外国人留学生を雇うことで、外国人人材の雇い方、マネジメント方法、また、文化、言語の相違によるコンフリクトの対応方法などのノウハウを蓄積し、いざ人材不足になった時のためにしっかりと準備することができます。
ローソンは2009年から新卒採用のうち外国人を3割にするという目標を設定しています。また、2014年に外国人のための採用と研修を行う子会社を設立するなど、外国人人材の採用に力を入れています。
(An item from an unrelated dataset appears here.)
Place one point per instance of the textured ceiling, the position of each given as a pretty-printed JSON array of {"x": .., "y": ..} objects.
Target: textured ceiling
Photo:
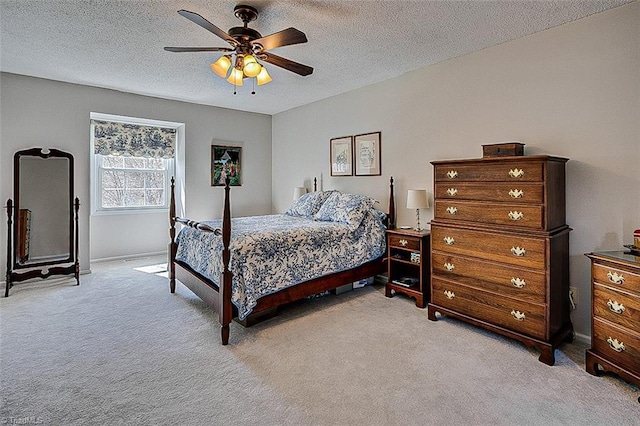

パナソニックは、2011年度の新卒採用で全体の8割を外国人にしました。パナソニックは留学生や外国人が企業に馴染めるように、外国人社員への接し方などの社内サイトを用意するなど、積極的に社内の環境構築に取り組んでいます。
ユニクロでは、店舗の中国や韓国、欧米への海外進出のために2012年に、新卒の約8割を外国人にしました。この採用は日本人と同様に管理職コースも視野に入れたものでした。
2013年に、ソニーは新卒採用の30パーセントをグローバル人材にすると公表しました。ソニーは留学生枠を作っている訳ではありませんが、国籍によって採用の差を作っておらず、英語でのエントリーシートの受付や面接も実施し、ダイバーシティ推進に取り組んでいます。
東芝は過去に「CSR企業総覧」の外国人従業員ランキングで6位を獲得した実績もあるほど、外国人採用に積極的です。
楽天も東芝と同様に「CSR企業総覧」の外国人従業員数ランキングで8位を獲得した実績があります。また、楽天は企業内の公用語を英語にするなどしてグローバル化に取り組んでいます。